Guidebook: Lake District Mountain Biking
3rd Jan 2007
Written by Chris Gore & Richard Staton
This is the 6th book in Vertebrate's mountain biking guide range in 2 years. That's seriously worrying for anybody else producing, or thinking of producing, mountain bike guides. Not only because of the number of guides, but because they are doing them well.
This guide to the Lakes is fatter than its predecessors (Dark Peak, White Peak, South West, and Yorkshire Dales South & North) with 205 pages, but importantly is still compact enough to take on a ride with you. The guides are actually small enough to fit in most pockets.
For me, the most important element of any guidebook is the orientation map which should invariably be inside the front cover or early in the book. In earlier versions of the Vertebrate guides the maps left a little to be desired, with the bare minimum of information. The Lakes guide is a good example of how to do it right. About 10 pages in is a double spread showing the whole area. It features an inset detailing where in the UK the Lake District is, useful for foreigners, and a table detailing each ride, its name, type, length and page, with a number cross referenced to the adjacent map. Perfect. I can look at this map and decide very quickly what sort of ride and where I fancy going for the day. Furthermore, the start of each section features a map for that area with the routes drawn to scale giving a really good visual indicator as to how long they are.
The big change from the earlier guides to this one (and the Yorkshire Dales edition) is the individual route maps. Initially they were based on Ordnance Survey and portrayed a relatively small amount of information.

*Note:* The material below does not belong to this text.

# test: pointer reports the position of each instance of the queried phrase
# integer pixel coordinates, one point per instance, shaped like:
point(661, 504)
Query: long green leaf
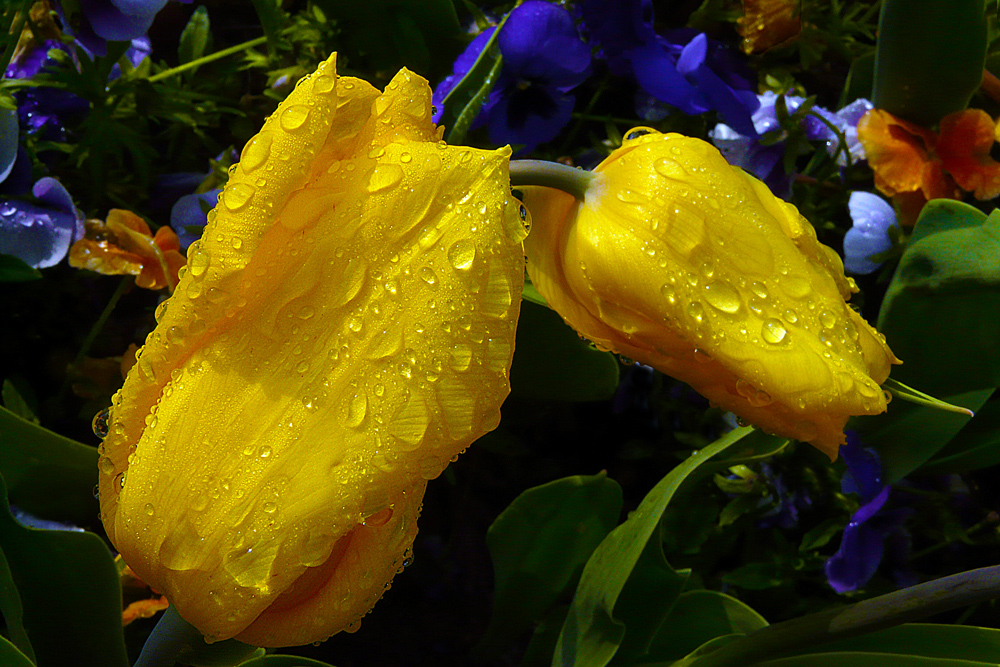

Vertebrate have switched to Harvey Maps and gone for the full monty. Each map is effectively a sub-section of a fully blown walkers map. However, despite giving a wealth of information they don't have a scale included which is mildly irritating.
With each route description is a profile showing how much height is gained and lost and how steeply, distance, start and finish points, parking, pubs and cafes, an introduction selling the ride, a detailed description, written directions, a map and some photos. Also included, where relevant, is a bit at the end explaining how you can extend things to make a day of it. A nice touch.
The four sections are split by type rather than location, into Classics (10), Epics (7), Enduros (7) and the very sinister sounding Killers (3). There are also a couple of sections on the best downhill runs and singletracks. The 27 routes range in length from 12 to 60km.
The quality doesn't really need commenting on as it is a Vertebrate production. There are plenty of inspiring colour photos, the routes look excellent and the design is top notch. One point worth noting is the increase in the number of adverts gracing the pages. Importantly though, the back cover is free of them, featuring information about the guide, as all guides should do.
It is priced £15.95, and well worth it.